Sunday, 7 June 2015

Redhall Walled Garden, Edinburgh

A couple of weeks ago, friends in Edinburgh asked would we like to come along on a visit to Redhall Walled Garden, in the western suburbs of Edinburgh, as they were having an open day.  The small boy was at first a bit reluctant but changed his mind and I am so glad he did.

The garden is run by the Scottish Association for Mental Health (SAMH) as an employment and learning support service for people recovering from episodes of serious mental ill health.  They offer training and support but have also created the most magical haven.  It's partly funded from various public bodies, but as with so much these days is increasingly having to become self-sustaining and one of the ways they do this is through plant sales and fundraising on their open days.

The garden itself was originally the walled garden for the nearby Redhall House and served two purposes - firstly it was the house's kitchen garden.  In Scotland, summers can be short and the weather unpredictable, so sheltered walled gardens allowed fruit and vegetables that would otherwise not survive to be cultivated.  A greenhouse attached to a south-facing wall meant tender fruits and exotic flowers could also be grown.  Walled gardens also had a more leisurely function, for the occupants of the "big hoose" and included formal areas, water features and elaborate planting.  At Redhall there is also a summer house, currently being restored, which provided them with shelter, warmth (it has an impressive fireplace) and comfort to take in a view - in this case an avenue of trees down to the Water of Leith.  More recent additions are a replica neolithic roundhouse and a sandpit for kids, as well as polytunnels for cultivating plants.

Today, the gardens are open to the public on weekdays and on a number of weekend open days during the year - at which they also sell the most amazing cream teas.  About half the garden is devoted to raising plants and half is laid out as formal and informal gardens.  There are lots of areas to explore for kids.  The ground is gently sloping with firm gravel, firm grass and a few paved paths - all but the bottom level was easily accessible and I suspect had I explored further I'd have found a way down there as well.  It would benefit from a couple more paved routes from the bottom of the garden back to the top (there's one at the very end), just to make getting back up a bit easier, but I managed on the well-treaded and firm grass paths without help.

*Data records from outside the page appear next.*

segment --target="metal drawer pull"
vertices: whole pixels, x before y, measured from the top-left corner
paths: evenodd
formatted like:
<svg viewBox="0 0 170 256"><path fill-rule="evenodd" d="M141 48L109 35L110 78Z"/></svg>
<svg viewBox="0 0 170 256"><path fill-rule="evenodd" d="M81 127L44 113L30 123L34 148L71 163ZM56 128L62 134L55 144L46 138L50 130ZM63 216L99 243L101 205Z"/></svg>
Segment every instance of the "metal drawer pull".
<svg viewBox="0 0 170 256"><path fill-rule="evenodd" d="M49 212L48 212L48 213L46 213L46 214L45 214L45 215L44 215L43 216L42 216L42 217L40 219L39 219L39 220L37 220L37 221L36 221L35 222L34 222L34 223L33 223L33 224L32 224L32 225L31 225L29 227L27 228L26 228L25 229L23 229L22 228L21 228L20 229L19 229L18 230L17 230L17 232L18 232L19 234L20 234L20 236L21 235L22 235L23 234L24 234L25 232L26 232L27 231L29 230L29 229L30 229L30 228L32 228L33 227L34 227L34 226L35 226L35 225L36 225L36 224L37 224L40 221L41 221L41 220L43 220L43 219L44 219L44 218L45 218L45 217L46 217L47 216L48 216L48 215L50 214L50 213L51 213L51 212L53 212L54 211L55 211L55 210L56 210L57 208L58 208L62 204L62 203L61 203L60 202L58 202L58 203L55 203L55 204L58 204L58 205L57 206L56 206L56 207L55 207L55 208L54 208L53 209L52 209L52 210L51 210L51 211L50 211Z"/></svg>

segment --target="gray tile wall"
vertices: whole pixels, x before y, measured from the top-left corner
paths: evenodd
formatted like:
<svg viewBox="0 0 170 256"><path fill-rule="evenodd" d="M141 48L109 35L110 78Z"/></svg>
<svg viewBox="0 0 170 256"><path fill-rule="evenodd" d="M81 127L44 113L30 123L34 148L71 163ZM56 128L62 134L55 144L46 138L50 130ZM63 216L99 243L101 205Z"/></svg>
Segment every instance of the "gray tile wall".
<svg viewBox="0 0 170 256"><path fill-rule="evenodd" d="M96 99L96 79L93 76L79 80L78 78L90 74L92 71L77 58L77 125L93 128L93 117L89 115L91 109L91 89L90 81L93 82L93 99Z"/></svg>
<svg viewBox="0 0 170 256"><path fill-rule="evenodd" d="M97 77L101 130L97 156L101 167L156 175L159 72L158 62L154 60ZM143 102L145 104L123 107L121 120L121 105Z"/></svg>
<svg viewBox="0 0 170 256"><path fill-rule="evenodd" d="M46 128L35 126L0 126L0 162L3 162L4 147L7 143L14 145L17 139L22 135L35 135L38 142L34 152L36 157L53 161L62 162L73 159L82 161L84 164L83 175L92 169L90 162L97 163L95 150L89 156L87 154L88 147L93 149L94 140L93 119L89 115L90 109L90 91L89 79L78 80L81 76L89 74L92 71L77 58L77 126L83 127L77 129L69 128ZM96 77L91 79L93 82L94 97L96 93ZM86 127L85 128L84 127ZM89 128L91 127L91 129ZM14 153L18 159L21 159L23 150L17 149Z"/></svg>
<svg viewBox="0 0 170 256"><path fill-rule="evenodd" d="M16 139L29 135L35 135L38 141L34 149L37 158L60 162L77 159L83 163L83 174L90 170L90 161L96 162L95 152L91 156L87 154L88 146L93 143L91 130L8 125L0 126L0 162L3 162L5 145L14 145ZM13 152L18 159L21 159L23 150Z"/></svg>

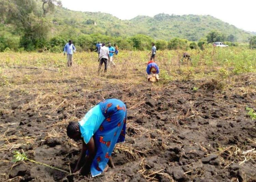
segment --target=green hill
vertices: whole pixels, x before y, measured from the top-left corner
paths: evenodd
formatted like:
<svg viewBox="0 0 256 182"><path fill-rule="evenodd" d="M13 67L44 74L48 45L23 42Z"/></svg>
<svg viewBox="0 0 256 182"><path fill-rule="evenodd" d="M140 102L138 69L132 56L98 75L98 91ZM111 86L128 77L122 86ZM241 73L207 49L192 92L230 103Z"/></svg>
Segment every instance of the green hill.
<svg viewBox="0 0 256 182"><path fill-rule="evenodd" d="M49 4L51 11L45 13L45 8L44 13L42 3L42 0L0 0L0 51L45 48L60 51L71 38L82 50L93 50L99 40L115 42L125 49L144 50L150 48L153 39L159 40L156 41L159 48L172 49L172 42L164 40L197 41L217 31L219 33L214 34L219 41L247 42L254 33L210 15L160 14L121 20L109 14L73 11ZM187 47L189 43L183 41Z"/></svg>
<svg viewBox="0 0 256 182"><path fill-rule="evenodd" d="M60 33L67 26L85 34L99 33L107 35L127 36L140 34L156 39L169 40L173 37L196 41L216 30L227 37L233 35L235 41L248 41L251 33L239 29L213 16L207 15L158 14L153 17L138 16L123 20L101 12L76 12L58 7L47 15L54 22L53 34Z"/></svg>

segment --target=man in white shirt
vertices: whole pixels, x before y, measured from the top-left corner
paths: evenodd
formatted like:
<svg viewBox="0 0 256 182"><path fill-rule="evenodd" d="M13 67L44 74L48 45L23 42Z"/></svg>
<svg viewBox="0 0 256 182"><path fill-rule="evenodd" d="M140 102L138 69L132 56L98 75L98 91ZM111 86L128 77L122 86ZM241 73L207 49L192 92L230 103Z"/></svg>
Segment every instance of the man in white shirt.
<svg viewBox="0 0 256 182"><path fill-rule="evenodd" d="M151 57L150 58L150 60L153 60L155 61L155 56L156 54L156 48L155 46L155 43L152 43L152 52L151 52Z"/></svg>
<svg viewBox="0 0 256 182"><path fill-rule="evenodd" d="M102 43L101 47L100 50L100 54L99 55L100 65L99 65L99 69L98 71L99 72L101 69L101 66L104 63L105 69L104 72L106 72L107 67L108 64L108 60L110 59L109 51L109 48L105 46L105 43Z"/></svg>
<svg viewBox="0 0 256 182"><path fill-rule="evenodd" d="M70 40L69 43L67 43L65 46L64 49L64 56L66 52L67 52L67 58L68 60L68 67L72 66L73 51L74 53L75 52L75 48L73 45L72 40Z"/></svg>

As a gardener, it's great place to buy plants as you know they've been raised to survive our climate - as opposed to those at the garden centre chains which have been shipped in from much further south.  I got a nice collection which will be making their way into the bed below my living room window just as soon as the painting work on the windows is finished.  

As ever I took far too few photos - I need to get back into the habit of this as it is much easier with the wheelchair.  I did get a couple of the kids - chasing each other round the herbaceous border and investigating the pond.